Crusader Kings is a dynasty simulation that centers on a character whose primary objective is to build and develop their kingdom. The player must manage their dynasty’s familial, financial, tactical, political, and religious matters over four centuries in this game.

Photo by Gog

The Crusader Kings series is set mainly in Europe during the Middle Ages. History’s most significant figures, including William the Conqueror, Ivar the Boneless, and Genghis Khan, have appeared in the series.

Europa Universalis 4 (2013)

Photo by Steampowered

Released in 2013, Europa Universalis tops any gamer’s list. This is mainly because of how it has been designed to start historically with real-time occurrences. The players can control a nation from the Late Middle Ages through the early modern period (1444 to 1821 AD) in this strategy game.

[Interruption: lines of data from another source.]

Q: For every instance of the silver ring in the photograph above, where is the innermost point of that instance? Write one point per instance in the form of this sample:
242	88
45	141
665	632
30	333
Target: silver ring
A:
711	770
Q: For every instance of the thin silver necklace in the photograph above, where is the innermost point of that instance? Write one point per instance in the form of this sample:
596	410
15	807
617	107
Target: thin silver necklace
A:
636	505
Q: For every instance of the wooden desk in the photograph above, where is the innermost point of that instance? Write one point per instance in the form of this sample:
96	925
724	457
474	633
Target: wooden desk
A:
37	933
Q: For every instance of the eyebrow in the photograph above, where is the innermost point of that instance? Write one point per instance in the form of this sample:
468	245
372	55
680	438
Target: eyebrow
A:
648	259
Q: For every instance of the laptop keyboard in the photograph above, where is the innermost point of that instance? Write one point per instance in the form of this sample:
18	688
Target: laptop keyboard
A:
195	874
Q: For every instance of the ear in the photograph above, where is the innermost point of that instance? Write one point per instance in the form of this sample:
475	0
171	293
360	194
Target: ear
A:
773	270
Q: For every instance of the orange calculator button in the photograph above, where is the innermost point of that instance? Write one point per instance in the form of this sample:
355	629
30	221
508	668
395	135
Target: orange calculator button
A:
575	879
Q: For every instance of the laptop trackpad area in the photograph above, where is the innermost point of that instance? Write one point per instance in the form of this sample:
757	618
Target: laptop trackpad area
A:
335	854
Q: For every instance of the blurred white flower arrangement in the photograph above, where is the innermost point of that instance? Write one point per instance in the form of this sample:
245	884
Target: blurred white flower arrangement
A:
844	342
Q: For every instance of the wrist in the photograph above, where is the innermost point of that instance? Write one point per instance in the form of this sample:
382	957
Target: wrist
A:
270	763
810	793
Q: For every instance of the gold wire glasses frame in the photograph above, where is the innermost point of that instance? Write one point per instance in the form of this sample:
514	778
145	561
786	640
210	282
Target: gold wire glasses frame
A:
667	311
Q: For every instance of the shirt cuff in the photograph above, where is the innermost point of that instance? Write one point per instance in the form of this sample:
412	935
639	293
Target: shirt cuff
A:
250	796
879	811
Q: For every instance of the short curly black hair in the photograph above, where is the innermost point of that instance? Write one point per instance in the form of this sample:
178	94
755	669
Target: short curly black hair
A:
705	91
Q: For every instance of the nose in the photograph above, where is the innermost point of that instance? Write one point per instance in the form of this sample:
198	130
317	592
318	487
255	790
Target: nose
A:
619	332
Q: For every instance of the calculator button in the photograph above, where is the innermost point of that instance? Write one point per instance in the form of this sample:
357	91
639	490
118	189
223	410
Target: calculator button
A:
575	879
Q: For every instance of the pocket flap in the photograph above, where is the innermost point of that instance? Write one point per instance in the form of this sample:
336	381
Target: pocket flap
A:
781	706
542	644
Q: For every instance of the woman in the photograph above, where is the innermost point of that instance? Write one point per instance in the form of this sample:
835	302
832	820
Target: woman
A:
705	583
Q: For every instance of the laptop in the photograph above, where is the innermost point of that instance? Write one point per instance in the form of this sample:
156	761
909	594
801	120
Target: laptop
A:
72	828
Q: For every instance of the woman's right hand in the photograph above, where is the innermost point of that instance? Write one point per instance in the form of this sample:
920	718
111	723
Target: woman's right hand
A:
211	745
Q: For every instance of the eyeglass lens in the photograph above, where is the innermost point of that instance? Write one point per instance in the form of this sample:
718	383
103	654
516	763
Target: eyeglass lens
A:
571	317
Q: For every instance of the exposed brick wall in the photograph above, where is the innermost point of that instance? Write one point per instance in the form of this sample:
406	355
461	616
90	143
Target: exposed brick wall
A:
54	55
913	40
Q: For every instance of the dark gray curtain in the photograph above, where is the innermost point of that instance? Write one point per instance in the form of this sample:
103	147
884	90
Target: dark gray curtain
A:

The game is a dynamic map of the world split into provinces that make up countries. You must rule a country by striking a balance between warfare, politics, and finances. You are supposed to do this by making decisions as the ruler of their country and allocating the resources available.

Kingdom Come Deliverance 2018

Photo by Epic Games

Warhorse Studios’ Kingdom Come: Deliverance is a role-playing action game. The emphasis throughout the match was on authenticity. The small ways Warhorse conveys the illusion of living in the Late Middle Ages show best in its narrative of struggle and betrayal.

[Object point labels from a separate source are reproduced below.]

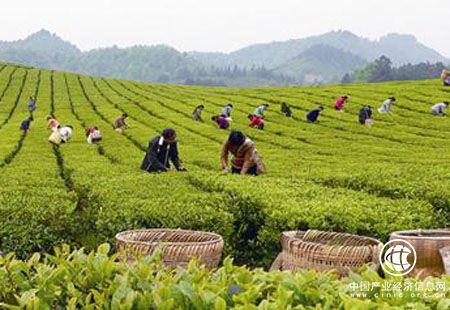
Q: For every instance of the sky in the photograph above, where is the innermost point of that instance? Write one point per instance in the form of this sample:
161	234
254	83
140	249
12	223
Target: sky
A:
226	25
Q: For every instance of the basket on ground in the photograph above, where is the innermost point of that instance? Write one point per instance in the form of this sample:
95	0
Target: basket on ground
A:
178	247
427	244
323	251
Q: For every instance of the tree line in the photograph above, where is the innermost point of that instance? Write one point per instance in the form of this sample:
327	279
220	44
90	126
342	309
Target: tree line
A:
382	70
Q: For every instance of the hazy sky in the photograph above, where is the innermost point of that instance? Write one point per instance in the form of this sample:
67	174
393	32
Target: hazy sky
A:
225	25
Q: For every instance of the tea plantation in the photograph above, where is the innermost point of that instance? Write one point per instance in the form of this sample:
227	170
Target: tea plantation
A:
335	175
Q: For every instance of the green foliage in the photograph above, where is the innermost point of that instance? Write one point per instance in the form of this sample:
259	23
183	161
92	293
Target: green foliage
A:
335	175
74	279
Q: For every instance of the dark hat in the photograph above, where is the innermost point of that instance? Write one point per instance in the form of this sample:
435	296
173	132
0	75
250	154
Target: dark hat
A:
168	133
236	138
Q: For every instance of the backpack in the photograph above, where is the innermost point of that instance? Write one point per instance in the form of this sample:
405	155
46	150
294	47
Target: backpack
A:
55	138
96	136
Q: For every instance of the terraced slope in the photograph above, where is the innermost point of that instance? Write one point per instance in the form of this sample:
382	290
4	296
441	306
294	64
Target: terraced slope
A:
335	175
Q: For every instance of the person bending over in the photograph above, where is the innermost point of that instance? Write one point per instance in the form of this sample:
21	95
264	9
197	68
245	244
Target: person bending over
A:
162	149
246	159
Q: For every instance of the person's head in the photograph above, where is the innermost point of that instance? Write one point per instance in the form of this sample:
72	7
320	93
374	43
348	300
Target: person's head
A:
169	135
236	138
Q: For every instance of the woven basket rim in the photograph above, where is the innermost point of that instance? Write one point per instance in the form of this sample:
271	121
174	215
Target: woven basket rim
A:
377	243
121	237
409	234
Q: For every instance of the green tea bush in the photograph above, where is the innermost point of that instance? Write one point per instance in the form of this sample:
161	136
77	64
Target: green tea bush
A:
74	279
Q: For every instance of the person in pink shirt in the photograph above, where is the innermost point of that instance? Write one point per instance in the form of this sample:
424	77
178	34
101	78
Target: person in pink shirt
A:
339	104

It is based in the ancient Kingdom of Bohemia. This Imperial State of the Holy Roman Empire was also known as the Czech Kingdom. Despite the game’s enormous open world, the creators ensured that the landscape was populated with factually authentic weaponry, personalities, and structures.

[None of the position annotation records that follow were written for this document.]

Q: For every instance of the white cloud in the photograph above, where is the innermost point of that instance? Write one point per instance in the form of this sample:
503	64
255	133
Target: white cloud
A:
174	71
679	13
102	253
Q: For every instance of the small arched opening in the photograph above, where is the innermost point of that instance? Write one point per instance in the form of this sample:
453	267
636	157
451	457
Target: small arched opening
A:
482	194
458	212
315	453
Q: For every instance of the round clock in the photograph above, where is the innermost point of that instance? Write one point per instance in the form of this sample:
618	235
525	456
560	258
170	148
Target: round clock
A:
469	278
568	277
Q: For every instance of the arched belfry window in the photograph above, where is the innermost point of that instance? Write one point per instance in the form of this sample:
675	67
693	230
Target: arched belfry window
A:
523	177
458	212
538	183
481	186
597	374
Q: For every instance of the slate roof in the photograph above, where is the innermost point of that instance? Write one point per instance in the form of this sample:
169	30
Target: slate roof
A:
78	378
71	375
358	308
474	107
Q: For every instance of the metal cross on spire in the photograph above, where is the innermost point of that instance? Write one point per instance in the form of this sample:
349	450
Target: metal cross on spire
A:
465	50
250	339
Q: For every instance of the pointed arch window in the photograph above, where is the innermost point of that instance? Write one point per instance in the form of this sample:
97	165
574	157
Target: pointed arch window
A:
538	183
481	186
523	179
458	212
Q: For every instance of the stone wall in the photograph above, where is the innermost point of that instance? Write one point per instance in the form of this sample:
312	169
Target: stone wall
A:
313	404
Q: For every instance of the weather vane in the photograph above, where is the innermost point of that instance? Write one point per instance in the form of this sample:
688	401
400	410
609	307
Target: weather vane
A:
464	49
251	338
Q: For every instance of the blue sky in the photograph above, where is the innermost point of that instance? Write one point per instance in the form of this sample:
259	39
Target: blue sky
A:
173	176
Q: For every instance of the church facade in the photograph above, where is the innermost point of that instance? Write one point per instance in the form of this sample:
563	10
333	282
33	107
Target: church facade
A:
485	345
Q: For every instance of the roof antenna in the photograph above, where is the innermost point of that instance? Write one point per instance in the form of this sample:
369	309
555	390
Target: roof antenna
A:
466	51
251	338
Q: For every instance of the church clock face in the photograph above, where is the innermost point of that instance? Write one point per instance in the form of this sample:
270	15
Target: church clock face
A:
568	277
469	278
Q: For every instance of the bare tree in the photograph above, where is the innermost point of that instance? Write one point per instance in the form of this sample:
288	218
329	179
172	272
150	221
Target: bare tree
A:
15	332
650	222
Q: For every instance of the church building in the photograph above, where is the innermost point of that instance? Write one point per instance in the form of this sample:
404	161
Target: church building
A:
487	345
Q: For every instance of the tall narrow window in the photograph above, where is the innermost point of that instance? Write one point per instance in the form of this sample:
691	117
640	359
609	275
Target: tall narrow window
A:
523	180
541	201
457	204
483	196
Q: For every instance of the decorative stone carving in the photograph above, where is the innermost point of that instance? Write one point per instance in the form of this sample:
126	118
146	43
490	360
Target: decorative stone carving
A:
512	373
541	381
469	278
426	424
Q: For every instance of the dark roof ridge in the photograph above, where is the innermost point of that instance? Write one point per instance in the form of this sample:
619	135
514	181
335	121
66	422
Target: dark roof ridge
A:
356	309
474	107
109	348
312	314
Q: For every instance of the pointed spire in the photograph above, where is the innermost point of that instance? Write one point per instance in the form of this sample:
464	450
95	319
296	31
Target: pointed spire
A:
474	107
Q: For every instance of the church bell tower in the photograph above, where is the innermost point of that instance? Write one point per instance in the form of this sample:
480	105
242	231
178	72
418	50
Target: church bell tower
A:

To stay healthy, players must feed, drink, and rest. Moreover, with time, weapons, clothes, and perishable food degrade, so be careful about that!

Assassin’s Creed Valhalla 2020

The Assassins Creed franchise has brought gamers to a few of history’s most iconic times. From Renaissance Italy in the fifteenth century through the American Revolution in the 1700s to Classical Egypt’s Ptolemaic era.

Assassin’s Creed Valhalla is a game situated in 872–878 AD, released in 2020. It covers the time during the Viking invasions of the British Isles, shown through a fiction that you will surely enjoy. Valhalla does a fantastic job presenting people, ideas, and themes while challenging us to figure out how Eivor, the protagonist, relates to them.

You will get to assume command of Eivor Varinsdottir: a Viking warrior caught up in a decades-old struggle between the Assassin Brotherhood, who battle for harmony and freedom, and the Templar Order, who desires peace through power.

In the words of James Paul Gee

If you’re still not persuaded that games can help you learn history, consider what the ‘godfather’ of Game-Based Learning (GBL) has to say. James Paul Gee is well-versed in the subject, due to his extensive academic study on efficient learning approaches via video games.

For today’s youngsters, James Paul Gee presents a compelling argument for the connection between video games and education. He claims that the new literacy that emerges from gaming fosters skill mastery, responsibility, and command, all of which may be easily applied to wider educational goals.